Uh oh. I remember we had that discussion and as I already said then: moving to UTF-8 breaks the fulltext search.
Fulltext search is already broken in a million ways! It doesn't know character references (ü, ĉ, į etc), it can't find partial matches or sounds-likes, it can't find "X" when you search for "Xs" or "Xs" when you search for "X", it doesn't return *ANY* results for words it thinks are too common...
UTF-8 is the least of our problems; it just means that case-folding is a little trickier (and if we had a decent $*#@%# database, it would take care of that for us).
This is because the indexing algorithm assumes we use Latin-1 and bases upon that its decision to collate and chooses which characters to index. For the German characters this will probably more or less work out, but if you go you beyond (why else use UTF-8?) that you will get into severe trouble.
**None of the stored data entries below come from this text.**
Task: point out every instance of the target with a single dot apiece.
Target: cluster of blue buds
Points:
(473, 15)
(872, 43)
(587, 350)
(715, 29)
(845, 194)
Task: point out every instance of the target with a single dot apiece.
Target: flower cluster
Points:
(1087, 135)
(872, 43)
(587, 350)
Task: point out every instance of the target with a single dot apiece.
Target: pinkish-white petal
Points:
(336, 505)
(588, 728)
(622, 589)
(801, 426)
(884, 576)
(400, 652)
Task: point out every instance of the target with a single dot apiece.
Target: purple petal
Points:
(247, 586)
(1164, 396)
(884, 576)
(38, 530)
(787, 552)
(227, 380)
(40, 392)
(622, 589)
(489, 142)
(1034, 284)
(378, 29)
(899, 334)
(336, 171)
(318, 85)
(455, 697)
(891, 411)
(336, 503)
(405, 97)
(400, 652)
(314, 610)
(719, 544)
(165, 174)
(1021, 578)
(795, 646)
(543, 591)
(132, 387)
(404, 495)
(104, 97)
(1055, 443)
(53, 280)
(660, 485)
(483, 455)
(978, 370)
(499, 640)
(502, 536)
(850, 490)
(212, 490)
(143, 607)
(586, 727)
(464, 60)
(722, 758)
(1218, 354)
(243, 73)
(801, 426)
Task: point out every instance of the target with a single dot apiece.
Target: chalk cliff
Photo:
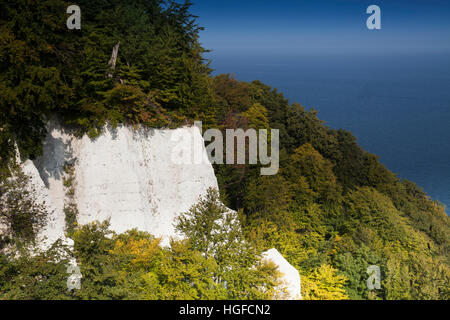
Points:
(128, 177)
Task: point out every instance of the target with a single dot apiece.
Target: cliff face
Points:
(125, 176)
(128, 177)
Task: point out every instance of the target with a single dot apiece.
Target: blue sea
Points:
(397, 105)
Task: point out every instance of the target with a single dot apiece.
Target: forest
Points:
(332, 210)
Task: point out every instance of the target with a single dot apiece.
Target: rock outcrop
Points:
(128, 177)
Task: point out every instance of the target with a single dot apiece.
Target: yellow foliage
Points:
(324, 284)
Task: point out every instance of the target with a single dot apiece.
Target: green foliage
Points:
(215, 232)
(20, 214)
(332, 211)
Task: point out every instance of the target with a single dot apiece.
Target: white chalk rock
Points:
(290, 286)
(126, 176)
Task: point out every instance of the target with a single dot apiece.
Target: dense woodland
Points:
(332, 210)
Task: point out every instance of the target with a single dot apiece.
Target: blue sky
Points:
(323, 26)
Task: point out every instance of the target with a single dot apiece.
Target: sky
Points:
(323, 26)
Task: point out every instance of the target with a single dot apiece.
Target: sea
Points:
(396, 104)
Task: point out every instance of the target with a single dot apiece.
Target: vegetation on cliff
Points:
(332, 211)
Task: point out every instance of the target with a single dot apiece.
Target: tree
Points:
(216, 232)
(21, 214)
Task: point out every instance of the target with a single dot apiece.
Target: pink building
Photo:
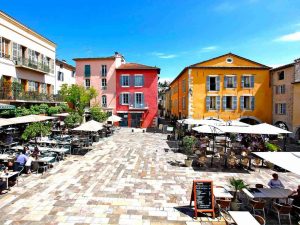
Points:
(100, 73)
(137, 95)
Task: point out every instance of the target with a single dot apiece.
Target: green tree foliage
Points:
(73, 120)
(78, 96)
(36, 129)
(98, 114)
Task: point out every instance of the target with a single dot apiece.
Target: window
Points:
(280, 108)
(104, 101)
(103, 84)
(183, 86)
(212, 103)
(60, 76)
(213, 83)
(124, 99)
(87, 83)
(247, 103)
(229, 102)
(87, 70)
(281, 75)
(230, 81)
(247, 81)
(103, 70)
(33, 86)
(138, 80)
(125, 80)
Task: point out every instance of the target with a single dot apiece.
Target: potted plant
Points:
(238, 185)
(188, 148)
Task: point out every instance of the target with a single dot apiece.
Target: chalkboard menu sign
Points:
(202, 195)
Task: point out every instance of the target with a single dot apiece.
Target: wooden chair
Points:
(258, 206)
(282, 210)
(260, 220)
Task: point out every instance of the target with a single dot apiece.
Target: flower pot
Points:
(188, 162)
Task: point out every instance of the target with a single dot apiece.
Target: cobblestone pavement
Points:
(127, 179)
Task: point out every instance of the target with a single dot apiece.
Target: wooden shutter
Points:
(207, 83)
(217, 83)
(252, 103)
(224, 102)
(234, 102)
(218, 102)
(252, 81)
(207, 103)
(242, 102)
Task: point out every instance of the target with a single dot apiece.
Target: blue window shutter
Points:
(120, 98)
(242, 102)
(207, 83)
(242, 81)
(207, 103)
(234, 106)
(252, 103)
(218, 103)
(235, 81)
(252, 81)
(218, 83)
(224, 102)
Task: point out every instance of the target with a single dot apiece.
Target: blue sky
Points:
(170, 34)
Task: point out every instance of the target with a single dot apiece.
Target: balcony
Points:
(36, 66)
(136, 106)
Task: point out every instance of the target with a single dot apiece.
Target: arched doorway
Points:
(250, 120)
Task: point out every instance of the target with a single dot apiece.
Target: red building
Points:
(137, 95)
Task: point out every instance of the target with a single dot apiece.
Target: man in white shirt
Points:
(275, 182)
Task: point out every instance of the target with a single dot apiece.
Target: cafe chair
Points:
(282, 210)
(258, 206)
(260, 220)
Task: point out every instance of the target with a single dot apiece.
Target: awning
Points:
(6, 106)
(90, 126)
(287, 160)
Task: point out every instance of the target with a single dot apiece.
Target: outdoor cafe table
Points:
(7, 176)
(220, 192)
(243, 218)
(270, 193)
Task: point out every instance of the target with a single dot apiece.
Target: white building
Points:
(27, 58)
(65, 74)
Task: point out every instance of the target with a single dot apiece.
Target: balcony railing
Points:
(138, 106)
(29, 96)
(24, 62)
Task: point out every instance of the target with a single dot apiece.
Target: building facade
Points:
(286, 94)
(137, 95)
(100, 73)
(65, 74)
(228, 87)
(26, 63)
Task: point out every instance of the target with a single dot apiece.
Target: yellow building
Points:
(228, 87)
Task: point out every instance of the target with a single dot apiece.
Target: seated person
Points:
(275, 182)
(22, 158)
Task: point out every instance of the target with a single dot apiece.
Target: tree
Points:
(36, 129)
(98, 114)
(78, 96)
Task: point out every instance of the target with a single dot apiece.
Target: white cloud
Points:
(209, 49)
(164, 55)
(290, 37)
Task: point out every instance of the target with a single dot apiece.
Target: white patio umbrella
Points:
(90, 126)
(114, 118)
(286, 160)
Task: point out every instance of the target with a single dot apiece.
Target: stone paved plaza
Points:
(127, 179)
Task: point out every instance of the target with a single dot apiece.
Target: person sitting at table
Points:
(275, 182)
(36, 152)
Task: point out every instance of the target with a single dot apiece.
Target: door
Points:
(136, 119)
(124, 121)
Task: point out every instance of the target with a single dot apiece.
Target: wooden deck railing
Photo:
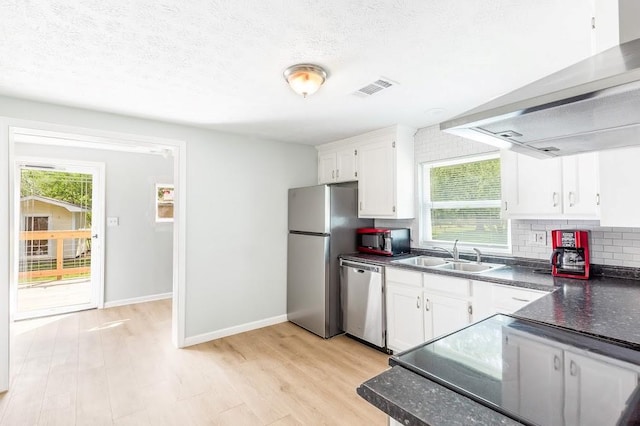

Do you realize how serious this situation is?
Yes, that's *exactly* why we have to break out of the "everything in the world should be Latin-1, oh and by the way even though we have limited support for other character sets -- but not the ones YOU need -- you can only select one single character set for the whole database server! MWOOHAAHAAHAAA!" rut and make it work for the rest of us too.
In an ideal world, locale settings would apply (and work correctly and consistently!) and \w would match everything necessary, but... (PHP 4.1.0 has some sort of special UTF-8 mode for regexps that might or might not be useful here.)
It's not so much PHP that is the problem, as it is MySQL.
The particular problem I was discussing was the regexps, which were a PHP problem. MySQL could do all the magic it wanted; if the words don't get through the regexps in the PHP code they'll never get anywhere in the database's fulltext search.
Perhaps we should considering moving to PostgreSQL which really supports UTF-8 and is a better database anyway (some special pages could be implemented far more efficiently there).
Oh, it's not like that hasn't been suggested. If anybody knows how to go about switching to Postgres, I sure as heck wouldn't object. I have no emotional attachment to MySQL; as far as I know it's only being used because Magnus was already familiar with it.
-- brion vibber (brion @ pobox.com)